OpenTelemetry Distributed Tracing

ROLL supports OpenTelemetry (OTel) distributed tracing for pipeline observability. When enabled, spans are automatically created for each pipeline step, scheduler operation, and worker execution, providing an end-to-end trace view of the training loop.

Introduction

In large-scale RL training pipelines, understanding execution flow across multiple Ray actors is challenging. Key questions like "where is the time spent?", "what is the critical path?", and "which step is the bottleneck?" are difficult to answer with logs alone.

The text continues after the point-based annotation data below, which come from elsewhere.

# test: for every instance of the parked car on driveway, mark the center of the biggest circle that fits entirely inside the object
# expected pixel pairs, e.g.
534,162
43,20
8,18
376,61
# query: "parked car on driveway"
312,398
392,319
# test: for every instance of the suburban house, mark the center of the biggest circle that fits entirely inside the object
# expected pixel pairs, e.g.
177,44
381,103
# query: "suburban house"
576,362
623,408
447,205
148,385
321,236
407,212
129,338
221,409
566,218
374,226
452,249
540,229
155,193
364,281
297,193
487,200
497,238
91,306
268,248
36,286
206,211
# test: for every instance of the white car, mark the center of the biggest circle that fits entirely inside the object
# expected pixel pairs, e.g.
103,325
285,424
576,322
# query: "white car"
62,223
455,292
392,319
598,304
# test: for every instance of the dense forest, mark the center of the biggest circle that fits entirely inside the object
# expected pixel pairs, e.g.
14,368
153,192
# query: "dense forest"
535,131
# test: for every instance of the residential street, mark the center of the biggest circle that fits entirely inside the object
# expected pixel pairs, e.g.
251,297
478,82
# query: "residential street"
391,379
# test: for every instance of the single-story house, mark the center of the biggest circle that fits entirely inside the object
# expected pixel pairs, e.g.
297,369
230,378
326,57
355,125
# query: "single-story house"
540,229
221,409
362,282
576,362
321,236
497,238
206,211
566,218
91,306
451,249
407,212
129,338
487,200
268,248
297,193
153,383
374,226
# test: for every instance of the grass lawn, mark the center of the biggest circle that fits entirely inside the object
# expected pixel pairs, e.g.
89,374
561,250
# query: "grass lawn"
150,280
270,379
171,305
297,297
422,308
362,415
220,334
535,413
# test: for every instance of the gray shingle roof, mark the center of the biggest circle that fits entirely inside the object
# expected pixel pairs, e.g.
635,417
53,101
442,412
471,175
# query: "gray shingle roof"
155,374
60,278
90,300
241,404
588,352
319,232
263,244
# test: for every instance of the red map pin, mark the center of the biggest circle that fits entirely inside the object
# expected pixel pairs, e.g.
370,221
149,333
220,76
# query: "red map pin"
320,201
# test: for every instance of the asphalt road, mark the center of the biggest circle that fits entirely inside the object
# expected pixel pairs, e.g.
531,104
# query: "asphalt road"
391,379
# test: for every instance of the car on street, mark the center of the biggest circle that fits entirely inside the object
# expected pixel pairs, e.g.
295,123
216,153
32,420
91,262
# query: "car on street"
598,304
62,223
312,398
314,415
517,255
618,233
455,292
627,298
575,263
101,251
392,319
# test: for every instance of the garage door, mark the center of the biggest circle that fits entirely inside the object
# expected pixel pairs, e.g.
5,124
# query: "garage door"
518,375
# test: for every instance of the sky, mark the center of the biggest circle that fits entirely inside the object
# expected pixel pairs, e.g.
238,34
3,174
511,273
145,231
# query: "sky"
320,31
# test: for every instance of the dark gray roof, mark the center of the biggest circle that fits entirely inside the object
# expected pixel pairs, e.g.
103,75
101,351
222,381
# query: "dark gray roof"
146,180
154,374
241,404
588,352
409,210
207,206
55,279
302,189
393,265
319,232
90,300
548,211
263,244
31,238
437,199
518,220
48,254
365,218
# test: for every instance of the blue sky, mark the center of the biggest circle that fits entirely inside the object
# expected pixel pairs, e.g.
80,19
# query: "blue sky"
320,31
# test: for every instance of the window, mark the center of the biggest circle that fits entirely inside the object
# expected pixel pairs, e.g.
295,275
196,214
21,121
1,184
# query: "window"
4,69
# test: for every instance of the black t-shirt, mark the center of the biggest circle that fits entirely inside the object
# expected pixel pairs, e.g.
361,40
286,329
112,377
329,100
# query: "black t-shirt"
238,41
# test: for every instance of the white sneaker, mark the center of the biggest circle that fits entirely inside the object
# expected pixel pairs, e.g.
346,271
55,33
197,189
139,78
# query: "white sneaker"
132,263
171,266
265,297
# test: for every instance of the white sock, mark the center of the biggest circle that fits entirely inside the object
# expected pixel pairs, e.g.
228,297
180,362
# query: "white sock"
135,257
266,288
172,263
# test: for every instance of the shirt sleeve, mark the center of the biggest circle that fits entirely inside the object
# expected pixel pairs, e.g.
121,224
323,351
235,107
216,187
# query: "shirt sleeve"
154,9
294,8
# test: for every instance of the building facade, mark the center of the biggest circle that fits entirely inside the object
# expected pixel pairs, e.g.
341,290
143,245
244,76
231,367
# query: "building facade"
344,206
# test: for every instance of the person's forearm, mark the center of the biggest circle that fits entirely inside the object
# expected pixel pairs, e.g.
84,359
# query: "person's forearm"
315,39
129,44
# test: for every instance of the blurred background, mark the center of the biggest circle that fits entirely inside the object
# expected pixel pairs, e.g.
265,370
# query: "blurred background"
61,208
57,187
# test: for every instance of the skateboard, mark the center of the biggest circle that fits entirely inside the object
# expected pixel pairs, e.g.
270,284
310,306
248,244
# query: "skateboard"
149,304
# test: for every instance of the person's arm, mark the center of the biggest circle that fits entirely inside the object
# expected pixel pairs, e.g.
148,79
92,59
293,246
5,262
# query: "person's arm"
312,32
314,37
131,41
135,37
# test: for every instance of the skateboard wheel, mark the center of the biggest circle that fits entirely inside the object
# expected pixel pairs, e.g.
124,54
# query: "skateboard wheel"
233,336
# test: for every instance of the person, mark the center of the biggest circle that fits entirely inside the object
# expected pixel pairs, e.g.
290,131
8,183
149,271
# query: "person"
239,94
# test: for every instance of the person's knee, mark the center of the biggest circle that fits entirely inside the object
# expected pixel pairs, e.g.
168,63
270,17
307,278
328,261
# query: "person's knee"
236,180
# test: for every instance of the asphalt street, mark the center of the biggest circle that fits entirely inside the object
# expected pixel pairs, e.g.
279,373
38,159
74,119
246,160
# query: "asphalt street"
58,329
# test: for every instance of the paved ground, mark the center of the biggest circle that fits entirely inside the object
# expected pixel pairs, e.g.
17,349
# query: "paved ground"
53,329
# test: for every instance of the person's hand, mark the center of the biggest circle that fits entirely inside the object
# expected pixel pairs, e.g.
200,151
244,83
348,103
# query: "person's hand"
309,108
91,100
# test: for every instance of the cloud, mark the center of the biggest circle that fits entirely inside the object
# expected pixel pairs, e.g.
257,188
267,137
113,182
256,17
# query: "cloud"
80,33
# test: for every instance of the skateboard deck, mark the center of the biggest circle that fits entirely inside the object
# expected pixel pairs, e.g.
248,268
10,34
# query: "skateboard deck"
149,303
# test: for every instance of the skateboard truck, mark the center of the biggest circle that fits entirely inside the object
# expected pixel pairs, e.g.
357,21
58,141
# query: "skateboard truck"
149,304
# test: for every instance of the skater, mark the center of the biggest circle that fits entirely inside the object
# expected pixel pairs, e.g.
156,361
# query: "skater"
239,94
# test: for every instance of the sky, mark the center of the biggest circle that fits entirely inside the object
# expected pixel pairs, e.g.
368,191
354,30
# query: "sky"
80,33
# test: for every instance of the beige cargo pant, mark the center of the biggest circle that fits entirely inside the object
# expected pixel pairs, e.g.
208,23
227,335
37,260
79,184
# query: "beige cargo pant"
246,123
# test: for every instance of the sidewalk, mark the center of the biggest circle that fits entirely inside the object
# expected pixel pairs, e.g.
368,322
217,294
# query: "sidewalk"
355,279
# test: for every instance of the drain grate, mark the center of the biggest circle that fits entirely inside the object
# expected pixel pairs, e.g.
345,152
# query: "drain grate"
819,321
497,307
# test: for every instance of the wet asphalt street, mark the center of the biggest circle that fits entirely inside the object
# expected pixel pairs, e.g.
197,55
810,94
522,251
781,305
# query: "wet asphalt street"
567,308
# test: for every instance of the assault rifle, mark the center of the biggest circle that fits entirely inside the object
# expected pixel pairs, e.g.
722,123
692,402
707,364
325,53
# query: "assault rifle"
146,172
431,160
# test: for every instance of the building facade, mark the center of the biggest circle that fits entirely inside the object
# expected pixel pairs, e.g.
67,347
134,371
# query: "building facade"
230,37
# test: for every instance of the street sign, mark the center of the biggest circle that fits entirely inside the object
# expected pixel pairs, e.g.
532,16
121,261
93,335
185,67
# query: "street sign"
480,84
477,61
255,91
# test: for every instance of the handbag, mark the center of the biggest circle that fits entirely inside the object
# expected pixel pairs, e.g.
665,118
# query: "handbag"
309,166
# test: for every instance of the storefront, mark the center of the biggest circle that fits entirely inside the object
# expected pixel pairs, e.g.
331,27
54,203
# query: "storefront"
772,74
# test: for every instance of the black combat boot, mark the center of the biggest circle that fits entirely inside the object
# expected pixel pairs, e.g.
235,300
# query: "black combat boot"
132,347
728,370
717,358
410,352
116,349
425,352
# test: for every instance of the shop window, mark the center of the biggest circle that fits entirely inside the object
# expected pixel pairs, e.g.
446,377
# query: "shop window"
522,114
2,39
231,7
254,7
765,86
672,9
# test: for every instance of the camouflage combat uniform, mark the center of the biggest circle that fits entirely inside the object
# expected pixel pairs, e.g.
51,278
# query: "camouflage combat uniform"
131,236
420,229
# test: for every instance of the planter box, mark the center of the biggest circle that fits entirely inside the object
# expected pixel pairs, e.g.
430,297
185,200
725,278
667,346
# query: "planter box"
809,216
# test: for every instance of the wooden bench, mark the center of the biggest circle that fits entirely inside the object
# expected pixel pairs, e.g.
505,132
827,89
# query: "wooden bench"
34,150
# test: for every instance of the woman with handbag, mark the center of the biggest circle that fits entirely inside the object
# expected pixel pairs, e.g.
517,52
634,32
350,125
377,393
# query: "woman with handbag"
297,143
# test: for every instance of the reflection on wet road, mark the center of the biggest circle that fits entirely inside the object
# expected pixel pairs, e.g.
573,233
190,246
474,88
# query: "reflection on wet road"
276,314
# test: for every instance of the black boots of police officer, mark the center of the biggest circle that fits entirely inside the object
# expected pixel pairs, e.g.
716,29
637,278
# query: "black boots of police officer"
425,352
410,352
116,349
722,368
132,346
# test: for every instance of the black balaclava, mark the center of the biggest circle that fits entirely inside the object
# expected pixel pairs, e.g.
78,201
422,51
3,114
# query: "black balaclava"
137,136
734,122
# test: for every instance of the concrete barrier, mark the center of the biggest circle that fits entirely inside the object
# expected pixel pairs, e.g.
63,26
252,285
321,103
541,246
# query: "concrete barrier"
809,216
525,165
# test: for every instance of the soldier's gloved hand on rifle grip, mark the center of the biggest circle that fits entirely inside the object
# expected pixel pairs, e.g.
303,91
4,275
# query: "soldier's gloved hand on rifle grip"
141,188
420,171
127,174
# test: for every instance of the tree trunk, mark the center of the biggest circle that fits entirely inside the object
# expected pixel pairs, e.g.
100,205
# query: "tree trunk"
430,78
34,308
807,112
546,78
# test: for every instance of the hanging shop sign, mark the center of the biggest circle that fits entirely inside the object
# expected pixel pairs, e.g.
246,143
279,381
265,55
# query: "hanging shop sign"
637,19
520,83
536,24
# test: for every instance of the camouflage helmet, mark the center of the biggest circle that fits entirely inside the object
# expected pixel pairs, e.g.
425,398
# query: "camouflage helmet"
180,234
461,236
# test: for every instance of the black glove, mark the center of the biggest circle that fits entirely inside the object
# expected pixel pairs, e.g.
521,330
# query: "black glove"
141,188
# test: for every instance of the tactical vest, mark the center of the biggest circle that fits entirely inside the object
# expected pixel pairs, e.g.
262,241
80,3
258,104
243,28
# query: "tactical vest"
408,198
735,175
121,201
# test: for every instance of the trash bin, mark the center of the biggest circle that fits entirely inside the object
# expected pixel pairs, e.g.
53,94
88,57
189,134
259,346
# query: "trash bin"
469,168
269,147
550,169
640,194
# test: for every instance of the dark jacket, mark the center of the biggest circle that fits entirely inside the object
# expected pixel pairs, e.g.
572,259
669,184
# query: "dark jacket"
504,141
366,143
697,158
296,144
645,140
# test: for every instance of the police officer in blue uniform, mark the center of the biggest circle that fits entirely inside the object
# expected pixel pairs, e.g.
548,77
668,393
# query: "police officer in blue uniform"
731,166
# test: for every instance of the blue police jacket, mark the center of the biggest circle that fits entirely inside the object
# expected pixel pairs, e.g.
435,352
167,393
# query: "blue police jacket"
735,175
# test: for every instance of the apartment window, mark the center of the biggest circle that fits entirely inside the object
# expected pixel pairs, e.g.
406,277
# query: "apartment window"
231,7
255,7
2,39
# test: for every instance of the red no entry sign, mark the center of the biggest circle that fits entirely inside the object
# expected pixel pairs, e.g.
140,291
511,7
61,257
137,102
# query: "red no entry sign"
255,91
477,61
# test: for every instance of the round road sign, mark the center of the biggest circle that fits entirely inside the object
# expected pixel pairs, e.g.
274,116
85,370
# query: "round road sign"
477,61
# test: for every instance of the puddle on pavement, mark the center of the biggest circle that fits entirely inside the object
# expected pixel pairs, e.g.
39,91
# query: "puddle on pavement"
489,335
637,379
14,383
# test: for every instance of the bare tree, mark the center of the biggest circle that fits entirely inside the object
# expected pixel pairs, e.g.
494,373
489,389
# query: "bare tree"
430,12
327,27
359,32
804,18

ROLL's OpenTelemetry integration provides:

  • End-to-end trace visualization: View the full pipeline step as a trace tree (generate → train → validate, etc.)
  • Cross-actor context propagation: Trace context is automatically propagated through DataProto.meta_info via W3C TraceContext headers
  • Zero performance impact: Benchmarks show no measurable overhead when tracing is enabled
  • Automatic collector management: The driver automatically starts an OTLP collector (or a built-in Python receiver as fallback) and shuts it down on exit

How It Works

  1. Driver initialization: When ROLL_OTEL_ENABLED=1, the driver auto-selects a free port, starts an OTLP collector, and sets OTEL_EXPORTER_OTLP_ENDPOINT for all workers.
  2. Span creation: The driver creates root spans for each pipeline step. Scheduler and worker spans are nested underneath.
  3. Context propagation: Before dispatching data to remote actors, trace context is injected into DataProto.meta_info. Workers extract it and create child spans.
  4. Export: All spans are exported via OTLP gRPC to the collector, which writes them to a JSONL file for offline analysis (e.g., import into Jaeger).

Collector Selection

The system automatically selects the best available collector:

  1. otelcol-contrib / otelcol (preferred): Production-ready system binary. If found on PATH, a config file is generated and the binary is launched as a subprocess.
  2. Python OTLP Receiver (fallback): A lightweight pure-Python gRPC receiver built into ROLL. No system dependencies required — uses only grpcio and protobuf (already pulled in by the OTel SDK).

Configuration

Enable tracing by setting ROLL_OTEL_ENABLED in system_envs and optionally specifying the output directory:

system_envs:
ROLL_OTEL_ENABLED: "1"

otlp_output_dir: /path/to/otlp_traces
  • system_envs.ROLL_OTEL_ENABLED: Set to "1" to enable OpenTelemetry tracing. The driver will auto-resolve a free port and set OTEL_EXPORTER_OTLP_ENDPOINT for all workers.
  • otlp_output_dir: Directory where the OTLP collector writes trace data. Defaults to ./output/otlp. Traces are saved as <otlp_output_dir>/traces/traces.jsonl.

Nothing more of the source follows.